Thereupon, if the response time T in Step S104 is within the prescribed range, one arbitrary server affiliated to the server group is selected (S105). A configuration in which the server selected in Step S105 has been removed from server group selected in Step S101 is hypothesized, and the response time T for the hypothesized new configuration is re-calculated (S106). Step S106 is calculated by employing equation (A) identically to Step S103.

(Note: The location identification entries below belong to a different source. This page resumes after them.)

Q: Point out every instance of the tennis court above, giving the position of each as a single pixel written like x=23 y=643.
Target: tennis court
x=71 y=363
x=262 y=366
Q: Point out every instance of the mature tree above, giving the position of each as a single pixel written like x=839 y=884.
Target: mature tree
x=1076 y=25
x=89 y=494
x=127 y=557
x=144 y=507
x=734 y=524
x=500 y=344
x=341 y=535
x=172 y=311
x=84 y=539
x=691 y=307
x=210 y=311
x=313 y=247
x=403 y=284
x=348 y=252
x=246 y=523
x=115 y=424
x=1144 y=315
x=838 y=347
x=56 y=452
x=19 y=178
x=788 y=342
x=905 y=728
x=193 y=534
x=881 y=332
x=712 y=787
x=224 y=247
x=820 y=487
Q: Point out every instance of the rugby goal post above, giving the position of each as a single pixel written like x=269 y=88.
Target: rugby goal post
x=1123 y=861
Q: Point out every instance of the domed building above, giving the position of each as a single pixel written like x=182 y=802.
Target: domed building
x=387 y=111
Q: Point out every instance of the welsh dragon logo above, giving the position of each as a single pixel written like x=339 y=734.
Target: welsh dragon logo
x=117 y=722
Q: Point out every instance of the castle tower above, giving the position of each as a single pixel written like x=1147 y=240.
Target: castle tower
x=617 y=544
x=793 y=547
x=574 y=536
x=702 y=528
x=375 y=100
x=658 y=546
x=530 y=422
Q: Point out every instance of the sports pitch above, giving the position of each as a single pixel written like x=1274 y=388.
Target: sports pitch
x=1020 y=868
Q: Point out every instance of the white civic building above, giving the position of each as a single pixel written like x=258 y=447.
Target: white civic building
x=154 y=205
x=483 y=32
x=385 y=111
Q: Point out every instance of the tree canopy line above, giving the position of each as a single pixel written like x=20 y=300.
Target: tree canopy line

A determination of whether the response time T calculated by Step S106 with respect to the response time threshold value Tp satisfies the relationship 0≦T≦Tp is carried out (S107). Because the number of servers in the hypothesized configuration has been reduced by one, the value of the denominator is reduced and, accordingly, based on the previous calculation (Step S103), the response time T is increased. Accordingly, provided this increased value satisfies the relationship 0≦T≦Tp no problems arise as a result of the reduction in the number of servers by one.
Thereupon, if the relationship 0≦T≦Tp is satisfied in Step S107, the number of servers is actually reduced with the server selected in Step S105 added to the unused servers (S108). The implication of Step S108 is that, as a result of the updating of the affiliated server group name 74 of the data center configuration information of FIG. 7 that corresponds to the server selected in Step S105 to an unused server group, a server is removed from the configuration of the server group selected in Step S101.
When Step S108 concludes, the process returns to Step S105 to determine whether there is further scope for reduction of the number of servers. Because it is apparent that, if the response time T does not satisfy the relationship 0≦T≦Tp in Step S107, the existing configuration is equivalent to the minimum required level, the process proceeds without alteration to the configuration to the next process (moves to FIG. 11) where the distribution rate is calculated (S109).
In Step S109 of FIG. 11, the response times of each server affiliated to a server group can be equalized by calculating the distribution rate of each server affiliated to the server group using the following method. If the response time of the servers affiliated to the same server group are not equal, even if the average response time of the servers obtained by averaging the response times for the server group as a whole is equivalent to the response time threshold value or less, the response time of some servers will sometimes exceed the response time threshold value. Accordingly, the distribution rate of the servers must be controlled in such a way that the response time of the servers affiliated to the same server group is equalized.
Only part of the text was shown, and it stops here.